In the immediate future, however, any change will likely come out of the industry.
Two years ago, Schneider launched a program so drivers could provide detailed feedback on their customer relationships. According to McLaughlin, the restroom access issue has been raised enough that Schneider is looking at making it a point of dialogue with customers that have policies that don’t permit drivers to use the facilities.
McLaughlin said she hopes this evolves into a criterion for which customers are viewed as “shippers of choice” and even makes the difference between entering into or continuing a relationship with the carrier. Schneider declined to comment, citing the required “quiet period” before releasing its fourth-quarter financial results.
Perceptions may not bend that easily.
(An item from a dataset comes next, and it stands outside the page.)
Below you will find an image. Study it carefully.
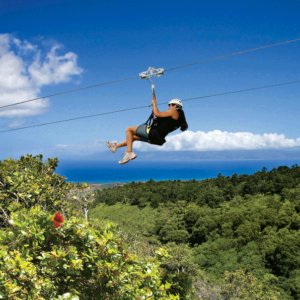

WIlliam “Lewie” Pugh, a retired flatbed driver and now an OOIDA executive vice president, said he’s encountered a substantial amount of resistance to the issue in public hearings and on talk radio. Some have said the government should not be involved. Others have argued that warehouse employees would be wasting valuable time escorting drivers to inside restrooms.
Still others contend that UPS Inc. (NYSE: UPS) delivery drivers don’t go inside homes to use the bathroom, putting aside the basic difference that UPS drivers visit a residence for a few seconds to a minute, while drivers operating Class 7 and 8 tractors could be waiting at docks for hours.
“Besides, if it was my regular UPS driver, I’d let him or her use the bathroom,” Pugh said. “It’s just common sense and common decency.”
Yet Pugh is under no illusions as to the challenge that lies ahead. “If it’s a private business,” he noted, “there’s not much that we can do.”